Favino, come sempre, è eccezionale nell'interpretazione di un personaggio assolutamente umano, compresso nella zona grigia di quelli che sono onesti fino ad un certo punto (cit.). E per una volta anche il casting di supporto si rivela all'altezza della situazione: il ruolo di Cosimo sembra essere scritto apposta per Antonio Gerardi, così come è impossibile non empatizzare immediatamente con il Dino di Francesco Di Leva. A sorprendere però è Linda Caridi, davvero bravissima nel ruolo di Viviana, la giovane moglie calabrese del protagonista. Il suo personaggio è sfaccettato e davvero intrigante, capace com'è di unire dolcezza e amore al coraggio e alla determinazione.
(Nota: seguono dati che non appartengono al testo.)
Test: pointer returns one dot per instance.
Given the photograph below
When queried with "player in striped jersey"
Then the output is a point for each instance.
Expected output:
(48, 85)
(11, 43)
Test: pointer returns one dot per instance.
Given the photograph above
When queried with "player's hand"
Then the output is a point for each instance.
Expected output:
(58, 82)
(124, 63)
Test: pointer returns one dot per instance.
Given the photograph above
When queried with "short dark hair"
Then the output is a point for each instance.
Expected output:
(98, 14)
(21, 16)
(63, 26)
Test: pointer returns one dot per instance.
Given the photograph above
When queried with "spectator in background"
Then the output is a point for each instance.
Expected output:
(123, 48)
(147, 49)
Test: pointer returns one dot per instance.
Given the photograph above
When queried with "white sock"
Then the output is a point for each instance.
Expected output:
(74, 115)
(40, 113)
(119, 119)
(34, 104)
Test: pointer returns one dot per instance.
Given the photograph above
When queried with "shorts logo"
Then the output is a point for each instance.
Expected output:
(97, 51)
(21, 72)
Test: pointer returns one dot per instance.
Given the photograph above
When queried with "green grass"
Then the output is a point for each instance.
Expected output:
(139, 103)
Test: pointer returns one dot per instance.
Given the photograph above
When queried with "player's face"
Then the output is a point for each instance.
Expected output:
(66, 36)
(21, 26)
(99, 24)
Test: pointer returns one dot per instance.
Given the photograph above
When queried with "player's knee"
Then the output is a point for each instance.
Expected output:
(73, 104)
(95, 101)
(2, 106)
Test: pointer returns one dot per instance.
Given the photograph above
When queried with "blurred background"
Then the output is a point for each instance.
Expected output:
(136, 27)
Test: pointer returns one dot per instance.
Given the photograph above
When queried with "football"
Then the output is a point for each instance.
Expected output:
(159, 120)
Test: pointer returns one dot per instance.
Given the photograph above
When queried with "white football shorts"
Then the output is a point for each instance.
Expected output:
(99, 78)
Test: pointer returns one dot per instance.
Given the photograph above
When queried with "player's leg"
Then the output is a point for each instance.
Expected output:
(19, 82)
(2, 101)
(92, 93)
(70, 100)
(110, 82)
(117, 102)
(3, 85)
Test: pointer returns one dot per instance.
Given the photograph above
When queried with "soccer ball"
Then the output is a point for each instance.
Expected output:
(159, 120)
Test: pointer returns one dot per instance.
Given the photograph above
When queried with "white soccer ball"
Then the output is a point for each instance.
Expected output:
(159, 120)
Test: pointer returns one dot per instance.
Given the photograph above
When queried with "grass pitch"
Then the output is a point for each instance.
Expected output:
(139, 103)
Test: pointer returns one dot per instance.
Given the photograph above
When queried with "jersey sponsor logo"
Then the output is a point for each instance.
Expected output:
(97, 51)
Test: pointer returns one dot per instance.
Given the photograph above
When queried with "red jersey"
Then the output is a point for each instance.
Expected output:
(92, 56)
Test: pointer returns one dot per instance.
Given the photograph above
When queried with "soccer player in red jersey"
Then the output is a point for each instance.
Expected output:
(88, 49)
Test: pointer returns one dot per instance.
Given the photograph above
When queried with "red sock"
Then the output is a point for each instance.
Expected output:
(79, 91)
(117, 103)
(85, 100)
C'è poi un ulteriore personaggio, ovvero Milano. Tutto il film è ambientato nel capoluogo lombardo, le cui riprese aeree sono uno spettacolo nello spettacolo. La Milano rappresentata è una metropoli in cui il confine tra legalità e illegalità è labile e onnipresente e forse era l'unica città italiana in cui un film di questo genere poteva tenersi; per uno che ci è nato e cresciuto come il sottoscritto poi, è stata un vera goduria vederla sullo schermo, senza considerare che la scena clou è ambientata letteralmente a due passi dalla casa in cui ho vissuto per quasi vent'anni.
Un paio di ingenuità e falle logiche nella scrittura e qualche villain un filino troppo stereotipato, sono gli unici difetti ascrivibili ad un film che definirei semplicemente bello, pienamente riuscito e che spero faccia da volano per altre produzioni di questo genere.
Il cinema italiano è ancora vivo e lotta insieme a noi.
Da me purtroppo lo hanno tenuto una settimana, quindi ormai dovrò recuperarlo quando uscirà in streaming. Passo volentieri a leggerti!